Which? research reveals that savers could miss out on more than £300 million in returns on child savings over the next ten years due to government rules that prevent transfers from Child Trust Funds (CTF) into Junior Isas.
We want the government to make sure the estimated £4.4 billion savings in CTFs don’t get trapped in poor-value savings products by allowing families saving in CTFs to transfer into higher-rate paying Junior Isas.
Which? found that the average Junior Isa is paying a fifth more interest than the average CTF. A Nationwide CTF, for example, pays just 1.1% a year compared with its 3% Junior Isa, which pays 2.1% and a 0.9% first-year bonus.
Even worse, the best CTF rate, of 3% from Yorkshire Building Society, has a 0.7% bonus which disappears after the first year. By contrast, the best Junior Isas are paying 3.02%, with no strings attached.
Even if the difference in the annual rate of return between CTFs and Junior Isas is just 0.5% a year, children with CTFs could miss out on more than £300 million in returns over the next ten years.

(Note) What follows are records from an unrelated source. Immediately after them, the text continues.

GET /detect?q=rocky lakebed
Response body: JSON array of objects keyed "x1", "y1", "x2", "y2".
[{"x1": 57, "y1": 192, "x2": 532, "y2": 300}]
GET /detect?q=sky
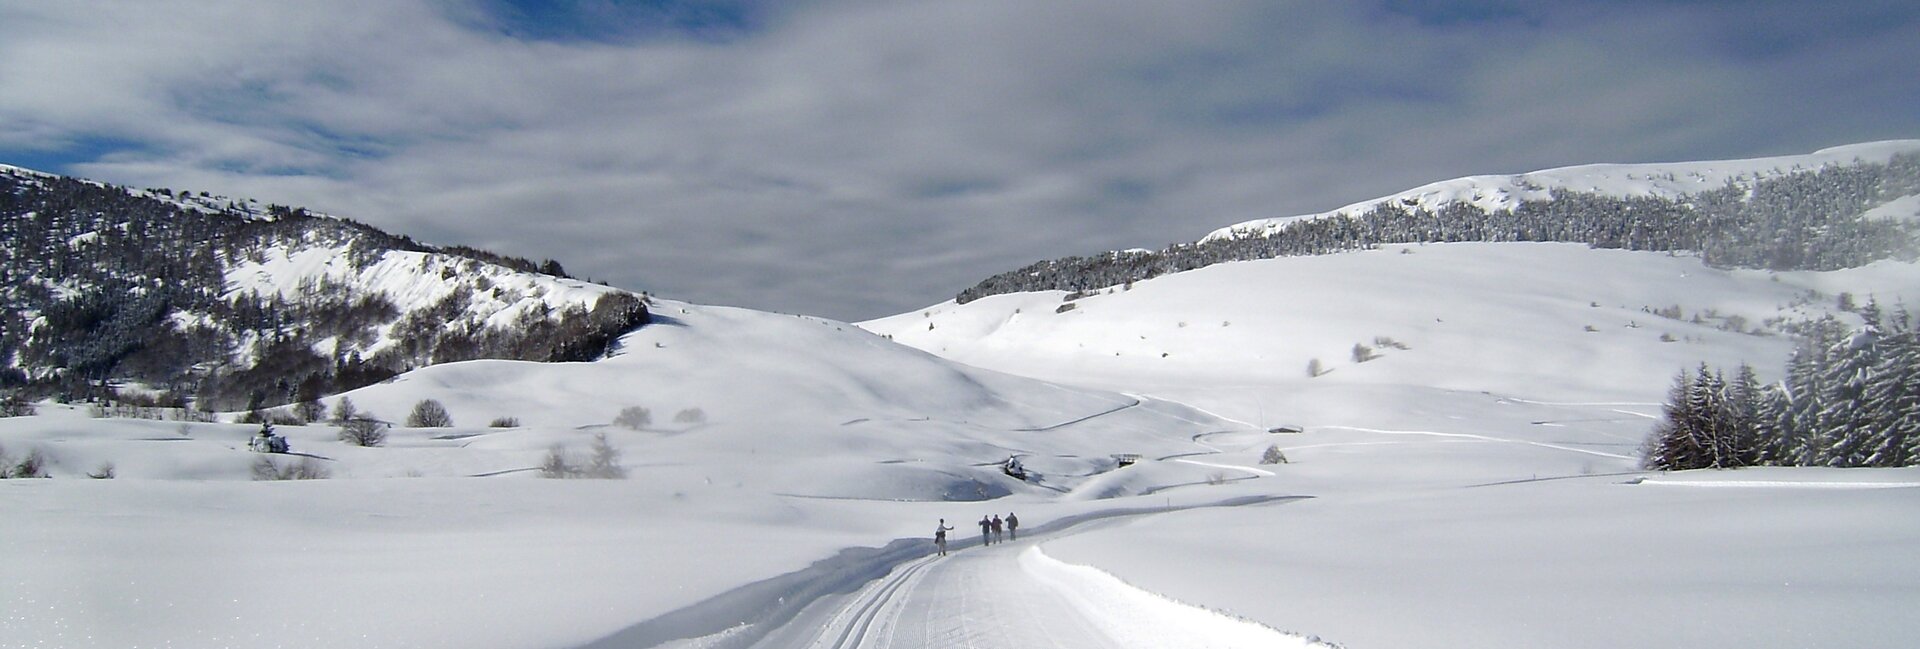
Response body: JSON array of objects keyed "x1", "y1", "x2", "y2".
[{"x1": 2, "y1": 0, "x2": 1917, "y2": 321}]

Which? chief executive, Peter Vicary-Smith, says:
“Junior Isas are a welcome addition to the savings market but it’s vital that the government does not penalise those children who were born before these new savings products were introduced.
“The Government must change the rules to allow savers to access the best rates available for children’s savings regardless of when the child was born.”
Notes to Editor
1. The article ‘New kids on the block’ is in the April 2012 issue of Which? Money. For a full copy of the article or an interview please contact Susan Golaszewski.
2. Which? looked at the top paying Junior cash Isa accounts currently on offer from 21 banks and building societies. The average junior cash Isa rate is compared with that of the average cash child trust fund rate. All figures are correct as of 3 March 2012.
3. Child Trust Funds (CTFs) were scrapped last year and replaced with Junior Isas. But parents with children under 10 who have their money in a CTF will not be able to switch.